Some people can drink socially and walk away from alcohol, sometimes completely, when a good reason exists. This may not be true for those who have a problem with alcohol. Even those who may not yet be considered alcoholic cannot completely refrain from drinking.
Even though they are showing symptoms of problem drinking, they are not willing to stop drinking altogether. They will give many reasons for not stopping. Alcohol is socially acceptable in most settings. Nearly every social occasion allows for or embraces alcohol as part of celebrations with family and friends. It is served in nearly every environment that draws people together, such as sporting events, social engagements, weddings and family situations. Many business gatherings allow alcohol consumption as well. It is hard to avoid drinking altogether, and most people seem able to drink without a problem.
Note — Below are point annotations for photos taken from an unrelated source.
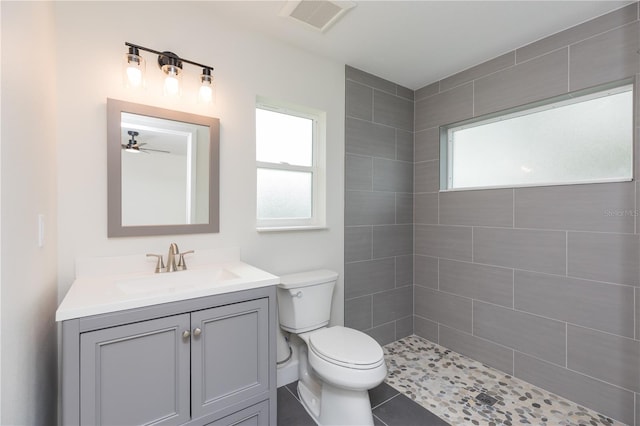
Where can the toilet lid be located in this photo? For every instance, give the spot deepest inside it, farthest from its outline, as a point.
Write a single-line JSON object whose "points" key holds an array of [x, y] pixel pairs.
{"points": [[346, 346]]}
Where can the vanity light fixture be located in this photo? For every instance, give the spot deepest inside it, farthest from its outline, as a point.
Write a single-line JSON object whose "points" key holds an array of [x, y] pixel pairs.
{"points": [[134, 67], [171, 65]]}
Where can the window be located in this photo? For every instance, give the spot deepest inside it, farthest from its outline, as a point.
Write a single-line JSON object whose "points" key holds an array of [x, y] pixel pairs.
{"points": [[580, 138], [290, 166]]}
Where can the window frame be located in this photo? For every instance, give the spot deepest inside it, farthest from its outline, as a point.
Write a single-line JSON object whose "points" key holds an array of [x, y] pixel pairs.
{"points": [[446, 142], [317, 168]]}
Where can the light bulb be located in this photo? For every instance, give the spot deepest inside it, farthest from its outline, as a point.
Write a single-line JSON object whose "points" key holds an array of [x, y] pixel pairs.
{"points": [[172, 80], [171, 86], [134, 76]]}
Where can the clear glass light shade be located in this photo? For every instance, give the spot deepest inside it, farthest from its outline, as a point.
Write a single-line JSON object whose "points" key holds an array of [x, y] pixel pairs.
{"points": [[172, 81], [206, 93], [133, 70]]}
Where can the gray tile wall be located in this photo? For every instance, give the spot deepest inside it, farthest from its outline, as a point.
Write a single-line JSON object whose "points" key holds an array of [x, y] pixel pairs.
{"points": [[379, 206], [542, 283]]}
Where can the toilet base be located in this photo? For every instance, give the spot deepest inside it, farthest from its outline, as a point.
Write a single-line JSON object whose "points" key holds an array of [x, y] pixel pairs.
{"points": [[336, 406]]}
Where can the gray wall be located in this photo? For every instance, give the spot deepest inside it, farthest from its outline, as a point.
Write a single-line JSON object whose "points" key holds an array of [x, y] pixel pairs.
{"points": [[379, 207], [538, 282]]}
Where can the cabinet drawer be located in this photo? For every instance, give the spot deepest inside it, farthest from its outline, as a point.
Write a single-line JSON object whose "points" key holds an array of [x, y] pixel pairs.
{"points": [[230, 355], [256, 415]]}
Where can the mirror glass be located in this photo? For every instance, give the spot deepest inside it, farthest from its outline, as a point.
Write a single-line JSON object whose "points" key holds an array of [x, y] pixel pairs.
{"points": [[163, 171]]}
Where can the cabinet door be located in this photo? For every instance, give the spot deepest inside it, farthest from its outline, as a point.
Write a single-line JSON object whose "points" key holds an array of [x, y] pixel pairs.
{"points": [[229, 356], [136, 374]]}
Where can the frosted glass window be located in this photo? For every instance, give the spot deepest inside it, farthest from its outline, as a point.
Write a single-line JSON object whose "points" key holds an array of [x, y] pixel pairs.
{"points": [[284, 138], [578, 140], [283, 194], [290, 191]]}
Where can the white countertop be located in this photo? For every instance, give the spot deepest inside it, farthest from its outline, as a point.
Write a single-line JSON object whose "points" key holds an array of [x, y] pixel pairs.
{"points": [[96, 292]]}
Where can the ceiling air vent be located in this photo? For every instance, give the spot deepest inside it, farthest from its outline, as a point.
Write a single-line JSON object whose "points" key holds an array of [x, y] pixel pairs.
{"points": [[318, 14]]}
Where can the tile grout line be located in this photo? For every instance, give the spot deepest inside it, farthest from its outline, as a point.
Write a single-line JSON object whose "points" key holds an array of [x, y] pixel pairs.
{"points": [[387, 400]]}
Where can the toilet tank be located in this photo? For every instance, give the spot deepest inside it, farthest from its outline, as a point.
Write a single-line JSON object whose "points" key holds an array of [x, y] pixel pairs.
{"points": [[304, 300]]}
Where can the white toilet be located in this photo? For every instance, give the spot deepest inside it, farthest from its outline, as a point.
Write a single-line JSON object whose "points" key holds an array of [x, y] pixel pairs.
{"points": [[338, 365]]}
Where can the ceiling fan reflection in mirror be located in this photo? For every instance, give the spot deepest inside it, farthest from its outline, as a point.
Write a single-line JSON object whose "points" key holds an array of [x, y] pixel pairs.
{"points": [[134, 147]]}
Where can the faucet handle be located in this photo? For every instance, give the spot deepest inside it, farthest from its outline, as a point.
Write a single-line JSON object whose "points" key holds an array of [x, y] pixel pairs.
{"points": [[159, 264], [182, 265]]}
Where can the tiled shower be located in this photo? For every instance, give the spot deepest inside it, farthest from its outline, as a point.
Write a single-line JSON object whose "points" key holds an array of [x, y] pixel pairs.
{"points": [[542, 282]]}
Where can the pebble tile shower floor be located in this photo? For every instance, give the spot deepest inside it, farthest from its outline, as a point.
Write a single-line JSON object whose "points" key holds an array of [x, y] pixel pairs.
{"points": [[447, 383]]}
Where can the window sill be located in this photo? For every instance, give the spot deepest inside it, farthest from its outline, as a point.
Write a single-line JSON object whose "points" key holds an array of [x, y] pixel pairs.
{"points": [[290, 228]]}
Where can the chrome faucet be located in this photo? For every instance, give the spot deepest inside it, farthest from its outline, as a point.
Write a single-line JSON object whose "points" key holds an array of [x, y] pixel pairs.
{"points": [[172, 266], [171, 258]]}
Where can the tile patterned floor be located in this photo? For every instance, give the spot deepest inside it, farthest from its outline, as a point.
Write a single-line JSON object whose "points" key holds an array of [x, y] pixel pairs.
{"points": [[446, 383]]}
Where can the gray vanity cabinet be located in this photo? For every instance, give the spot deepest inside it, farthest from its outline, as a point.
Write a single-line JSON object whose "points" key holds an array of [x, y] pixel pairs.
{"points": [[206, 361], [136, 373], [229, 354]]}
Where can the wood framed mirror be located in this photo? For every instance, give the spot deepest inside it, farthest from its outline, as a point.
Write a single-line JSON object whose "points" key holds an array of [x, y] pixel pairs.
{"points": [[163, 171]]}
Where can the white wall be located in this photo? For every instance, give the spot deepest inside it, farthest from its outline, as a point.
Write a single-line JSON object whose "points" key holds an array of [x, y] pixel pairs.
{"points": [[90, 44], [28, 188]]}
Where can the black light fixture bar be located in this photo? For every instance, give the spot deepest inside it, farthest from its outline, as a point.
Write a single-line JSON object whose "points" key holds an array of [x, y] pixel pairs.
{"points": [[168, 54]]}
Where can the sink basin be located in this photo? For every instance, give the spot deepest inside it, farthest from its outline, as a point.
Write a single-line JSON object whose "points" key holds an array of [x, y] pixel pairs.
{"points": [[175, 281]]}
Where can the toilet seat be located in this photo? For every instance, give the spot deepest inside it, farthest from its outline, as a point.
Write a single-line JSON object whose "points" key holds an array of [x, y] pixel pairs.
{"points": [[346, 347], [346, 358]]}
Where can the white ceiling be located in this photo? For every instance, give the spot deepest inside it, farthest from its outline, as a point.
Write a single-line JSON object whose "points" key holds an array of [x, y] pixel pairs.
{"points": [[414, 43]]}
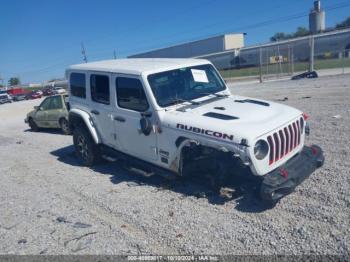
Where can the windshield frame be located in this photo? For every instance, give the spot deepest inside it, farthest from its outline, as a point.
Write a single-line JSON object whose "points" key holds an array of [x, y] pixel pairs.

However, problem drinkers may be those who exhibit the inability to stop when they would or should. Alcohol lowers inhibitions. Social manners that are often obeyed may become disregarded or broken. Drinkers may create disruptions in social events by loud, aggressive or overly sentimental exhibitions. There might be emotional outbursts or arguments, perhaps even fighting may occur. They become too tipsy to make sound judgments and create scenes with co-workers or family friends. They may even become overly friendly with members of the opposite sex and start trouble in marriages, including their own.